Tsipras visited the National School of Public Administration, where he told his audience of his plans to keep the status quo in the public sector that is largely responsible for Greece accumulating $460 billion in debt. He said  that, “Using the (EU-IMF) memorandum as their playbook, New Democracy wants to fire 150,000 civil servants by 2015 but will not address the public sector being bureaucratic and dysfunctional,” he said. “Firings would limit its basic operations,” despite criticism that the Greek public sector is bloated and inefficient.
Tsipras added that the current process of creating an evaluation process for civil servants with the help of French experts brought to Greece by the EU Task Force would be abandoned. “We do not need any task force to tell us what to do,” he said. “The chronic weakness of our public administration is mainly due to the plundering of the public sector by governments that imposed party politics and patron-client relations,” he said, adding that there had been a lack of strategic planning.

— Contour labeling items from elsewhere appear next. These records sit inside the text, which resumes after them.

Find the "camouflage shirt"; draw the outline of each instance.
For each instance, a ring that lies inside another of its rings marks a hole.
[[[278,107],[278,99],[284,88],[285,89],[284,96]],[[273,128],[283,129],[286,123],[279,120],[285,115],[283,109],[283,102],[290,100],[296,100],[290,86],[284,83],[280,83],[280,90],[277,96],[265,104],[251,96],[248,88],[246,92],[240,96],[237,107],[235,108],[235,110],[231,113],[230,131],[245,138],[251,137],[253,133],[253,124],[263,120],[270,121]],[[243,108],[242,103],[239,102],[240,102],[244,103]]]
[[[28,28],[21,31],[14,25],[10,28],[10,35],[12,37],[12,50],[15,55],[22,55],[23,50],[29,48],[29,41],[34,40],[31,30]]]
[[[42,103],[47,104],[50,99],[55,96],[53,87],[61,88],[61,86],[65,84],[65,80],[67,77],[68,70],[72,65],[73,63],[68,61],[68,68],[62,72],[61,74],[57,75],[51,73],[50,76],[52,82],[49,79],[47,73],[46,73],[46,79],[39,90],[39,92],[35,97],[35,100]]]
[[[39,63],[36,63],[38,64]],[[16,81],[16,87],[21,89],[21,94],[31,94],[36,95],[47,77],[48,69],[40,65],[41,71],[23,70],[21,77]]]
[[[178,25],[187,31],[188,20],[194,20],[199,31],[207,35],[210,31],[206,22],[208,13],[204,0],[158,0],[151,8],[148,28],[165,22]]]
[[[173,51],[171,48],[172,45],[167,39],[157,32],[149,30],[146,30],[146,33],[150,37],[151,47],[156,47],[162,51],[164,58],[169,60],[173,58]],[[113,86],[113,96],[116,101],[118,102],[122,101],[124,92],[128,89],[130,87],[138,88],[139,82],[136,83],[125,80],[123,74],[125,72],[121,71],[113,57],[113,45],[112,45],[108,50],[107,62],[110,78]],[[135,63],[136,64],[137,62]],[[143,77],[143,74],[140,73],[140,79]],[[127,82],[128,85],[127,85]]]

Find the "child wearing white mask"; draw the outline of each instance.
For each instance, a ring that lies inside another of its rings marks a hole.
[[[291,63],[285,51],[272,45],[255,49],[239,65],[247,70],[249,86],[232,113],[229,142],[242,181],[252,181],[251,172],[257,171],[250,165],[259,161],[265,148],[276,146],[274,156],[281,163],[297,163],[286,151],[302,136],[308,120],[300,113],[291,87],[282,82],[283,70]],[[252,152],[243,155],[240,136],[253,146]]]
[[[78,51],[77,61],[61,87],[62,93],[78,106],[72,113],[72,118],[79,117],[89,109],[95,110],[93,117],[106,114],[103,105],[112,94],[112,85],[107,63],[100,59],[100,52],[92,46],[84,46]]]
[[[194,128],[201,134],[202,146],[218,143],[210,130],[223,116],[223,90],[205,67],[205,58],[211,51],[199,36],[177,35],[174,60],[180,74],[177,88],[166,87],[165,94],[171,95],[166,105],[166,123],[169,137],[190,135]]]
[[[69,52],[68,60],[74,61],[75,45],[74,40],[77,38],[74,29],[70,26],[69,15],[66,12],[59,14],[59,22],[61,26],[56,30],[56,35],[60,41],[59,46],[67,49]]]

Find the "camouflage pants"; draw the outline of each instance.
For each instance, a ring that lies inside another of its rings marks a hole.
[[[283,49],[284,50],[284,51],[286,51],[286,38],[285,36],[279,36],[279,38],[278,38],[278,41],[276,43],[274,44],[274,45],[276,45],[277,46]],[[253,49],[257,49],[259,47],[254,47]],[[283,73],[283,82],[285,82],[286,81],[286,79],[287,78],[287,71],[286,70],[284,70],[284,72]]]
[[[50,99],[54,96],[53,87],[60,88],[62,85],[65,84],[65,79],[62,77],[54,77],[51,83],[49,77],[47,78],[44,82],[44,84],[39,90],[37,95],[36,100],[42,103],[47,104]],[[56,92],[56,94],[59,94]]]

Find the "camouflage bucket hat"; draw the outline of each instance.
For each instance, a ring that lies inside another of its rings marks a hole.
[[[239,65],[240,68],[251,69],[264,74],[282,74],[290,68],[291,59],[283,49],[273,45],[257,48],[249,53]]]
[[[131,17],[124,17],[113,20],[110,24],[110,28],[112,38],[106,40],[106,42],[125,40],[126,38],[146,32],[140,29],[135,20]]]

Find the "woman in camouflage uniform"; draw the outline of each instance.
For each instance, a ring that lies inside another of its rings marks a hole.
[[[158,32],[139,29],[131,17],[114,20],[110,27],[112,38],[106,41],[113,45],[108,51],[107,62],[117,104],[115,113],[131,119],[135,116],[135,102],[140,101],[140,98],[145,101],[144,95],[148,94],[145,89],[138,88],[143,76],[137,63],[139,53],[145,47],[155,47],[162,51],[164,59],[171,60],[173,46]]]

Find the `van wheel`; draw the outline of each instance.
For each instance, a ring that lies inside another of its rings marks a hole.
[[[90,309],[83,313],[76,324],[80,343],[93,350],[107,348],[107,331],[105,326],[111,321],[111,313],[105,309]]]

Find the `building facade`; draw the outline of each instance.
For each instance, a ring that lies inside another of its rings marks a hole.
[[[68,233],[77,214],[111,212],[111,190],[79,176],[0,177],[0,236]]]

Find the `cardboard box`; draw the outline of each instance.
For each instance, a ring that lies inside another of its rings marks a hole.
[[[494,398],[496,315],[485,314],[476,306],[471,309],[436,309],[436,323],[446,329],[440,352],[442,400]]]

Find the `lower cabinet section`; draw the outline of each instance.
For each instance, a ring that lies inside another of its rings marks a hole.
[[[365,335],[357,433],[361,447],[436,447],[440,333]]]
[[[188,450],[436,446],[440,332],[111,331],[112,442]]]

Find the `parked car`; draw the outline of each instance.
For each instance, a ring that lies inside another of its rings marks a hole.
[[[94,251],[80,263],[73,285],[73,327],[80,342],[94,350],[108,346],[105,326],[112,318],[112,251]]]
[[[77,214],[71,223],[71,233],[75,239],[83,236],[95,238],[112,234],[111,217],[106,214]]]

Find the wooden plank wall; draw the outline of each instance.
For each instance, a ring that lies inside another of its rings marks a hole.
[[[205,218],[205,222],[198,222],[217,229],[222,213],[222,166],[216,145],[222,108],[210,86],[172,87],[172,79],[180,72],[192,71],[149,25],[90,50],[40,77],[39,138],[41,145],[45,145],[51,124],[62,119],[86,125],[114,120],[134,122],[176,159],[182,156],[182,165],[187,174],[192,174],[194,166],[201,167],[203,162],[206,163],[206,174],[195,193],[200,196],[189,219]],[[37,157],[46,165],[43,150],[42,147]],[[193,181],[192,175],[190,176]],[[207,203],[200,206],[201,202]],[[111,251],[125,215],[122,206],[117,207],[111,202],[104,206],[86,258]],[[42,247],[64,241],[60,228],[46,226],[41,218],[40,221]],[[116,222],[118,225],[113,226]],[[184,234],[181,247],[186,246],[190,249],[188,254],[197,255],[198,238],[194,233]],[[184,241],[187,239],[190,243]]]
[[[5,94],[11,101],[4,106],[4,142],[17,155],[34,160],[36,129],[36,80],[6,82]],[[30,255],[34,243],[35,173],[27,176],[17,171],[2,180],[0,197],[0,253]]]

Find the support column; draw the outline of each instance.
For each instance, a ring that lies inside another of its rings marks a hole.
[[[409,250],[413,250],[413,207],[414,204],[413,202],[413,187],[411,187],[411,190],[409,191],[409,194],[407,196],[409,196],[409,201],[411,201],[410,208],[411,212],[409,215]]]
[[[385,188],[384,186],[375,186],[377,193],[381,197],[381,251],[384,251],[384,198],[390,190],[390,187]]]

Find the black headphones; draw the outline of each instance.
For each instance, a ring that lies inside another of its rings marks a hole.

The SYRIZA leader also pledged to ban all consultants from the public sector, accusing previous ministers of hiring “armies of advisers and bypassing the public administration’s hierarchy.” Tsipras said he would trust civil servants regardless of their political beliefs. “There is potential for a public sector that will be based on meritocracy and its trained staff,” he said. Exit polls from the stalemated May 6 elections that failed to create a government indicated that SYRIZA was the most popular party among civil servants.